One of the
best ideas that The Clone Wars
has, by far, is Ahsoka Tano. Giving Anakin a padawan of his very own
does a lot for the characters. In the prequels I never felt like
Anakin was ever a Jedi Knight.
In Episode I he's a child, in Episode II he's Obi-Wan's padawan and
then, in Episode III when he's meant to be a fully qualified knight
and general, he's still basically Obi-Wan's sidekick.
Watching
this series I finally have a feel for Anakin Skywalker the legendary
general, the great Jedi, the man whose friendship Old Ben Kenobi
still goes misty eyed thinking about in Episode IV. I've seen him fly
with Shadow Squadron and Gold Squadron, displaying the prowess he was
supposedly famous for but got to demonstrate only rarely in the
films.
And
I'm getting to see him with his student, a young woman he calls Snips
and who calls him Skyguy.
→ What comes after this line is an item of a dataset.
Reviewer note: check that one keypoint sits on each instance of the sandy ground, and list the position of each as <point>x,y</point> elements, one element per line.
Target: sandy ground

I've seen her light up when he praises her
and get frustrated when he tells her off. The very first episode they
appear in together he tells her off for mouthing off at Mace Windu
and Palpatine and then, a couple of scenes later, gives her a very
different lesson in how to disobey orders only once your superiors
are no longer looking.
For
her part, Ahsoka is very much Anakin's student by which I mean she
every bit of the flare for the over-dramatic that he does, not to
mention a lot of repressed anger and an insubordinate streak a mile
wide. I adore her.
And
that's why ehat Anakin is going to do one day will hurt more.
Before
I knew about Ahsoka I could see where Anakin was coming from
betraying the Jedi: their rules cost him his mother, forced him to
marry in secret and (as far as he knows) the restraint of the Light
Side will cost him the life of his wife and children. Furthermore,
they have repeatedly lied to him, refused to trust him, and been
unduly harsh on him because of his supposed destiny as the Chosen One
(which I'm not even sure he knows about). He was inducted as a child
into an order supposedly dedicated to justice that nonetheless
refuses to quash the slavery he was brought up in (and that he dreamt
as a child of destroying).
The
fact that he was sometimes a bit fond of Obi-Wan just didn't cut it
in the tragic stakes.
Now
Anakin's decision means betraying Ahsoka. He obviously cares for her
and tries very hard not to repeat the mistakes Obi-Wan made with him.
He values her input and makes an effort to let her know this. She
clearly operates on a longer leash than Obi-Wan allowed Anakin and is
more in touch with her emotions than he was at that relative age.
I
have over five and a half seasons of this brilliant, doomed dynamic
ahead of me.
This
is really going to hurt. Well done, Lucasfilm!